Solved – Base classifiers for boosting

boostingensemble learningmachine learning

Boosting algorithms, such as AdaBoost, combine multiple 'weak' classifiers to form a single stronger classifier. Although in theory boosting should be possible with any base classifier, in practice it seems that tree-based classifiers are the most common.

Why is this? What properties of tree classifiers make them best suited for this task? Are there any other base classifiers which also benefit a lot from boosting? I ask with classification problems in mind, but I would also be interested in answers concerning regression applications.

Best Answer

I'm pretty sure you're correct and that there's no reason that necessarily requires using decision trees instead of other classifiers. That said, I think there are a few reasons they're often used. Speed is one factor: Boosting may require training a lot of classifiers. If each one is a giant, multi-layer neural network, the whole procedure is going to be very slow.

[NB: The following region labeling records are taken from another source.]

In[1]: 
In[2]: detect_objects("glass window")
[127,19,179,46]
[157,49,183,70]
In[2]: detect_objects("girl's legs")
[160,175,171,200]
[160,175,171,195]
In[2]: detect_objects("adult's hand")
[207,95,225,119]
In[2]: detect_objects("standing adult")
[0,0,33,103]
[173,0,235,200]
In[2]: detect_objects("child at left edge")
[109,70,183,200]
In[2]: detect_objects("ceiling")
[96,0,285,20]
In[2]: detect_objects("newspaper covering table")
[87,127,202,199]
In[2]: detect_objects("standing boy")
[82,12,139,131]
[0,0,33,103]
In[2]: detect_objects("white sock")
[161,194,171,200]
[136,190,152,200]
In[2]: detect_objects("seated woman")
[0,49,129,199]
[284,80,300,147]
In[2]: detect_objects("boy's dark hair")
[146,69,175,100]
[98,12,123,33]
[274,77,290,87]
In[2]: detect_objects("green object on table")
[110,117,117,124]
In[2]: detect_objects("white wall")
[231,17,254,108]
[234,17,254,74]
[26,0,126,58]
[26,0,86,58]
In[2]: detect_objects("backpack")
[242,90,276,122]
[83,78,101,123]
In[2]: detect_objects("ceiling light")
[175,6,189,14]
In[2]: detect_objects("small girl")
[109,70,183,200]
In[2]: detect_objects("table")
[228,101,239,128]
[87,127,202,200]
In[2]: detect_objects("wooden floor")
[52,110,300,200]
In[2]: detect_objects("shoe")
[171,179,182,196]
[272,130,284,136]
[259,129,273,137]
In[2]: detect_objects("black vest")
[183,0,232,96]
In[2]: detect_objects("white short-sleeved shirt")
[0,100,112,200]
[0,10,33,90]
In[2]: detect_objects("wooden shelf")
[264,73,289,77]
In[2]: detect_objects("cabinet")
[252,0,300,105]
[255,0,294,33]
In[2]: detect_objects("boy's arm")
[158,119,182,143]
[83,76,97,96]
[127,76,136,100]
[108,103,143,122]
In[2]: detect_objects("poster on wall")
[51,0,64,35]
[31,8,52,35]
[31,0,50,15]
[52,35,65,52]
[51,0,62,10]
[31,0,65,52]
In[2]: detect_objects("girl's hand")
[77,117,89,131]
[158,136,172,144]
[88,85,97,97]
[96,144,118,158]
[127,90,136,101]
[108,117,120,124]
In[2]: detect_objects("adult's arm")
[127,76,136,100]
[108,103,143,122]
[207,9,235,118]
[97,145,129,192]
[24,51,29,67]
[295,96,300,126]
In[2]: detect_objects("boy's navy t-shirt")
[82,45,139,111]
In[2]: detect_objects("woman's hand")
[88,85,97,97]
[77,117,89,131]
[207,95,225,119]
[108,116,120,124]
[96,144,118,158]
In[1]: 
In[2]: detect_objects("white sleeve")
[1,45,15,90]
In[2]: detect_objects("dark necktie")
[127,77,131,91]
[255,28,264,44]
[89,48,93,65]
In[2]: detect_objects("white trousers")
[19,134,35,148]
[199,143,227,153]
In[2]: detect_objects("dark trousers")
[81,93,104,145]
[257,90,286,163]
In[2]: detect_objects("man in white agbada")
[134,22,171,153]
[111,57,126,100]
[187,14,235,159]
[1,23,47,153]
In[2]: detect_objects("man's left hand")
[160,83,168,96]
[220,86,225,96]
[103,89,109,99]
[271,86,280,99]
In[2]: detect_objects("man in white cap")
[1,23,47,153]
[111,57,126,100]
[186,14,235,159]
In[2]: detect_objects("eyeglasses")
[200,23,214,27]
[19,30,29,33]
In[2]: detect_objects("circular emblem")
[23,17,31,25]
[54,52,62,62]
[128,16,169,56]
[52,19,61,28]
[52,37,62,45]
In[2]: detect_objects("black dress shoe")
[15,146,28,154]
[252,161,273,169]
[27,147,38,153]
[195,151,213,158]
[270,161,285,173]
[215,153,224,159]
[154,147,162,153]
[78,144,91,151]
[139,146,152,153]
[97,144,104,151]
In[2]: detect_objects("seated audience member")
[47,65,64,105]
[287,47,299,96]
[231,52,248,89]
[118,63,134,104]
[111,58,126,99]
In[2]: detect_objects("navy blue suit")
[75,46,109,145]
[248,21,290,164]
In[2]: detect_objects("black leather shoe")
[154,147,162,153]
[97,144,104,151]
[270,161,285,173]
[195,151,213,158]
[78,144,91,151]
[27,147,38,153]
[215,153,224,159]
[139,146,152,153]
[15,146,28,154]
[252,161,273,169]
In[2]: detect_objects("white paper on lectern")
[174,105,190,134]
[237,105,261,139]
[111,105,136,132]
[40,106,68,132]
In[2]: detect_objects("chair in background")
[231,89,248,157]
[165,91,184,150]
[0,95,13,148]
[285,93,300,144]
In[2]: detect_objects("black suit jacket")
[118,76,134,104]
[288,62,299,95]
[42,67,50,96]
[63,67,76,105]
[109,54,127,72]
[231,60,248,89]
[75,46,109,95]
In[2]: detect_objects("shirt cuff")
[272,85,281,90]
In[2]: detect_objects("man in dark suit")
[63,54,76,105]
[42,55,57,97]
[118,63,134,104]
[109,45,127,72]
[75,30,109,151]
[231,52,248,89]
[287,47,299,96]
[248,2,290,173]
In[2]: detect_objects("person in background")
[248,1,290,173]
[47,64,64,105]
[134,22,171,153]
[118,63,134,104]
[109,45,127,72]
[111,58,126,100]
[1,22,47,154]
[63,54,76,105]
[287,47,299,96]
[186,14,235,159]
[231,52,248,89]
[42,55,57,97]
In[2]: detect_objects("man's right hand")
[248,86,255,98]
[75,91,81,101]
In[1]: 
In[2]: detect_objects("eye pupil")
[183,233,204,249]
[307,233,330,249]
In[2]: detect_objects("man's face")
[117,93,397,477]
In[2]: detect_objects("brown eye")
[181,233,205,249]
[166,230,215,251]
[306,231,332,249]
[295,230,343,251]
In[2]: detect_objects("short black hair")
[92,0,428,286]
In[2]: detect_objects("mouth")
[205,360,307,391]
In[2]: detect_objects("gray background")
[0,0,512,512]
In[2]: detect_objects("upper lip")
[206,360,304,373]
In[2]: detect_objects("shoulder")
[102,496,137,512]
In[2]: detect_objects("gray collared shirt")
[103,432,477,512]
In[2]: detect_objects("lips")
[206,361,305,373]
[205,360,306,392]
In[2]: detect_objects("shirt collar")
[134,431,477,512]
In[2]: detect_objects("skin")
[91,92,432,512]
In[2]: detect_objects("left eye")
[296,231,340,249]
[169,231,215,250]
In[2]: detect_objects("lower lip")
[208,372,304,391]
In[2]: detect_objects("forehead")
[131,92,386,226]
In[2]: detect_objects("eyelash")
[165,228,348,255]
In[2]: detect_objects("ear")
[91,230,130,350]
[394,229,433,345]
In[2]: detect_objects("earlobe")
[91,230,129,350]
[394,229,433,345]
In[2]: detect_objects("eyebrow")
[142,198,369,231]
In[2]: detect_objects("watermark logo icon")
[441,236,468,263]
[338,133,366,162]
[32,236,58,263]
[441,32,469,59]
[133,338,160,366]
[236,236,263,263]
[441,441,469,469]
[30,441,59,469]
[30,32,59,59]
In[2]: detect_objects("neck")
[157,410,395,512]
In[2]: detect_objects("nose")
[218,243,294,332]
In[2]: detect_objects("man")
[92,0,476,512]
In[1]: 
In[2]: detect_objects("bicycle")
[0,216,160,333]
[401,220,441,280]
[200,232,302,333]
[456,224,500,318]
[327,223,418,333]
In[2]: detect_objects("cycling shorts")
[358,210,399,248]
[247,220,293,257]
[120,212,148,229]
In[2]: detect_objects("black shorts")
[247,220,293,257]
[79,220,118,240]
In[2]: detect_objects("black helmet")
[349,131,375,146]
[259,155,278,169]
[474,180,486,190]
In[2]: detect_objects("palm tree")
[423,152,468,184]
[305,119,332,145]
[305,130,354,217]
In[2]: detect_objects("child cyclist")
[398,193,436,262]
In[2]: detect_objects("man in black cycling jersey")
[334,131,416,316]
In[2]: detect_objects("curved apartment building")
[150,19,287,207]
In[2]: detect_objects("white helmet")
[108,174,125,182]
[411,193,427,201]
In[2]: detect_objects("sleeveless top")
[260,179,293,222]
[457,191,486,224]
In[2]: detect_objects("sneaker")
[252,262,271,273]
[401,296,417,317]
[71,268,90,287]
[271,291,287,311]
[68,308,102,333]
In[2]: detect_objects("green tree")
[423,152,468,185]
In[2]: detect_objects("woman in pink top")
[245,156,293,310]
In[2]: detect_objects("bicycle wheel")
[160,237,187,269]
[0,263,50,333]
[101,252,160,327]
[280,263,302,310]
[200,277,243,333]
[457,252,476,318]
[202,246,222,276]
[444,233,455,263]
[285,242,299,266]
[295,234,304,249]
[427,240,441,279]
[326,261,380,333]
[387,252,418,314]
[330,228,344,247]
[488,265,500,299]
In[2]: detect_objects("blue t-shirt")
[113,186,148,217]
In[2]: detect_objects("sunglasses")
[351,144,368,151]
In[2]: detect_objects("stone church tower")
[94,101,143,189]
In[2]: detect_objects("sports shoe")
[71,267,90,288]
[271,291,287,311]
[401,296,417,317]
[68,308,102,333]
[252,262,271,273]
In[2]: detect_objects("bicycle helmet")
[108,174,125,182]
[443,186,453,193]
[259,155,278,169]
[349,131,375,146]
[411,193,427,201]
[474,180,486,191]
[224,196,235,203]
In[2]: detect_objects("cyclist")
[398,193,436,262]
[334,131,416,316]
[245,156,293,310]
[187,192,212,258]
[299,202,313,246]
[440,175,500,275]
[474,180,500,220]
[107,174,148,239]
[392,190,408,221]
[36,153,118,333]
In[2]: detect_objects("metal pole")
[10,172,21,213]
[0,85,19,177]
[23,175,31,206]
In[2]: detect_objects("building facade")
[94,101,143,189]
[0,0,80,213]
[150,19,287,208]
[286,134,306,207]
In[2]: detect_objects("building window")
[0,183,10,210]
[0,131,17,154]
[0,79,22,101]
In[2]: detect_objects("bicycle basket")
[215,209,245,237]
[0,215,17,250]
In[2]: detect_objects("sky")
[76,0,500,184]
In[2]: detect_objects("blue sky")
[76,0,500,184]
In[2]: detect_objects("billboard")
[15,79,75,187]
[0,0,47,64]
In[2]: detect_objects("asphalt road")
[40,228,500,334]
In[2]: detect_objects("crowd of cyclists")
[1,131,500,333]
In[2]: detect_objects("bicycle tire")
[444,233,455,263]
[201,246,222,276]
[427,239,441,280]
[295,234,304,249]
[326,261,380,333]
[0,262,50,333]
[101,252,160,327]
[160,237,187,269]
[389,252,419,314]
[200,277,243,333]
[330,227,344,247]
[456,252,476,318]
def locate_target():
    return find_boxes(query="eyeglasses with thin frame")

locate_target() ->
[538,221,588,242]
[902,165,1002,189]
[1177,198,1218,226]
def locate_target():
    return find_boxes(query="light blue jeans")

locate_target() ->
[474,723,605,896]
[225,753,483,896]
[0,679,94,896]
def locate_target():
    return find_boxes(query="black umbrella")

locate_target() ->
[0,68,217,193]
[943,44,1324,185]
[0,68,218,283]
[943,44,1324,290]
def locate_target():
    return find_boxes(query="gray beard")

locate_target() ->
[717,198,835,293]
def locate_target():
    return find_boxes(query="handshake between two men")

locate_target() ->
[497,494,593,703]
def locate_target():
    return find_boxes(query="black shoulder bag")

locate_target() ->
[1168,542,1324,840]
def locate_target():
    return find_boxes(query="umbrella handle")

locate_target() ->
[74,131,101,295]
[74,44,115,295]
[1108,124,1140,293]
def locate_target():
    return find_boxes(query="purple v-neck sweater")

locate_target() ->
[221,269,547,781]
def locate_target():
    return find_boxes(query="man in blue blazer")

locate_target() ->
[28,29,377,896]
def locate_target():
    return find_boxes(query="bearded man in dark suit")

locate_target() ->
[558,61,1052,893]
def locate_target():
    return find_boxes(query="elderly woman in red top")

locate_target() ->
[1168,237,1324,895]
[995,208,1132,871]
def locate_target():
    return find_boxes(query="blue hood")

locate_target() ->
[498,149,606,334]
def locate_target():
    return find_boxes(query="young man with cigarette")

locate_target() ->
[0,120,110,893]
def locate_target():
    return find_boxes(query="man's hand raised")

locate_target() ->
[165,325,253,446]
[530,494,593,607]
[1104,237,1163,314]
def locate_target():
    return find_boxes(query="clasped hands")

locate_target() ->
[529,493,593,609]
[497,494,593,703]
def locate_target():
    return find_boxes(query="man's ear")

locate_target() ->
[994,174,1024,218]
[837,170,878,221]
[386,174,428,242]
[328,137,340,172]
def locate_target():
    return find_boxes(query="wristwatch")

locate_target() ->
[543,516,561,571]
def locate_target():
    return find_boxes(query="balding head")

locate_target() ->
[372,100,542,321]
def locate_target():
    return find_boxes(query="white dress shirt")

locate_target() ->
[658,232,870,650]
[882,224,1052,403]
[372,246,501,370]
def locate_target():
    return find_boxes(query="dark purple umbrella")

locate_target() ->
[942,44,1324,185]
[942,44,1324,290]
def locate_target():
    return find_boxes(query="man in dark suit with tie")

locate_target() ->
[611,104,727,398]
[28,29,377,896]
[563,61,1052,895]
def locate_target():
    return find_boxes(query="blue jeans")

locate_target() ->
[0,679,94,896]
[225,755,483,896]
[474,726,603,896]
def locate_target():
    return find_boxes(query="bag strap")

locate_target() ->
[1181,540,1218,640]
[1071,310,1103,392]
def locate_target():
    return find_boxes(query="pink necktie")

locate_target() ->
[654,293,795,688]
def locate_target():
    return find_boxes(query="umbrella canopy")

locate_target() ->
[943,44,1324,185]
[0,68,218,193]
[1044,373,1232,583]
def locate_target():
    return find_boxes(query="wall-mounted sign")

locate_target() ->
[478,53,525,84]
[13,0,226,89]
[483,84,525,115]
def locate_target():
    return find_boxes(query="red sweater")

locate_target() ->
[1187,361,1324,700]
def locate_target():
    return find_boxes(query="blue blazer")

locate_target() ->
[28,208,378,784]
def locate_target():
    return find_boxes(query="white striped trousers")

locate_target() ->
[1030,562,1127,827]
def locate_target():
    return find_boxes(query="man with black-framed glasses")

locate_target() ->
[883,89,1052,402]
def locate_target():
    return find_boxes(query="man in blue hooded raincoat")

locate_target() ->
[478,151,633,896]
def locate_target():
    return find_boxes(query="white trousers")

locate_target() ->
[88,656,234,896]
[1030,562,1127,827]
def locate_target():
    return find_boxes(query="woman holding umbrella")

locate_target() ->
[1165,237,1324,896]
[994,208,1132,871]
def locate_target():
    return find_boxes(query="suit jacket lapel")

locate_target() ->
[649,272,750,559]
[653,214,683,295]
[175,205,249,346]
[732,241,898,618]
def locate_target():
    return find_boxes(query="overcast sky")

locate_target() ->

More importantly, I think decision trees are "good enough." Since the whole idea behind boosting is pooling weak classifiers, there's not a huge incentive to drop in a heavy-weight solutions that might require more tuning (e.g., fiddling with the hyperparameters and kernel for SVMs).

Finally, boosting and decision trees are, at least in my head, somewhat conceptually similar (e.g., add a node/build a new classifier). A lot of the ensemble learning stuff seems to use trees. I think you could have a "random forest" of Naive Bayes learners if you really wanted to.